10. A method comprising:
monitoring, by a controller, operation of a plurality of cores;
detecting, by the controller, that an operating frequency of at least one core of the plurality of cores is proximate to a crossover point, wherein the crossover point indicates a transition between a first frequency range in which the at least one core executes threads relatively efficiently and a second frequency range in which the at least one core executes threads relatively less efficiently; and
communicating, by the controller to an operating system, feedback associated with efficiency of the at least one core to enable the operating system to adjust core scheduling responsive to the feedback.

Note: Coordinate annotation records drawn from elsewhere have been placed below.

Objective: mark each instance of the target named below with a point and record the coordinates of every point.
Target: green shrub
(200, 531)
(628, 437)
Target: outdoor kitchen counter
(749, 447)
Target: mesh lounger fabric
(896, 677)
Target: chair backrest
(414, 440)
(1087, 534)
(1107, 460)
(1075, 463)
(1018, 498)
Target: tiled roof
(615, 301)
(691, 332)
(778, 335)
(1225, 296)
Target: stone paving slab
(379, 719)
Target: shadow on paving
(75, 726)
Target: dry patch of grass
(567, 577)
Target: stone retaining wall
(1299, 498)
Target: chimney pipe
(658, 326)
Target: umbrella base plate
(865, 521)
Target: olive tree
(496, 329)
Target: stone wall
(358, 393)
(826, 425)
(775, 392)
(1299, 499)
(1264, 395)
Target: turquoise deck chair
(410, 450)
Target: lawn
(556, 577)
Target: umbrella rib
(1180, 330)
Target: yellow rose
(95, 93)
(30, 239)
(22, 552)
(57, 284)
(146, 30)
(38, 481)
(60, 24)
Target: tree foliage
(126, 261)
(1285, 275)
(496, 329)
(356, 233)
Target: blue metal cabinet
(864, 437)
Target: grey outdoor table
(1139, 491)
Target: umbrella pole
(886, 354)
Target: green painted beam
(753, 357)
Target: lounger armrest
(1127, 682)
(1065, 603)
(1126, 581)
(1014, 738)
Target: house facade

11. The method of claim 10, wherein communicating the feedback to the operating system is based on detecting that the operating frequency of the at least one core is proximate to the crossover point.
12. The method of claim 10, wherein the plurality of cores comprises at least one high-performance core and at least one efficiency core.
13. The method of claim 10, wherein adjusting core scheduling comprises migrating work from a first core operating in an inefficient state to a second core operating in a relatively more efficient state.
14. The method of claim 10, wherein adjusting core scheduling comprises reducing an amount of work scheduled on at least one core operating in an inefficient state while maintaining a particular operating frequency for the at least one core.
15. The method of claim 10, wherein determining the crossover point is based on at least one of voltage or frequency fused in the plurality of cores.
16. The method of claim 10, further comprising:
detecting crossover points for each of the plurality of cores, wherein each crossover point indicates a transition between a first frequency range in which a respective core executes threads relatively efficiently and a second frequency range in which the respective core executes threads relatively less efficiently; and
storing the detected crossover points for each of the plurality of cores.
17. A system comprising:
a controller communicatively coupled to a processing unit having a plurality of cores, the controller configured to communicate feedback associated with efficiency of the plurality of cores, the feedback enabling an operating system to adjust core scheduling responsive to at least one core of the plurality of cores operating in an inefficient state based on the feedback. Â
18. The system of claim 17, wherein the controller is further configured to:
monitor operation of a plurality of cores; and
detect that an operating frequency of at least one core of the plurality of cores is proximate to a crossover point, wherein the crossover point indicates a transition between a first frequency range and a second frequency range.
19. The system of claim 18, wherein the controller is configured to communicate the feedback based on detecting that the operating frequency of the at least one core is proximate to the crossover point.
20. The system of claim 17, wherein the plurality of cores comprises at least one high-performance core and at least one efficiency core.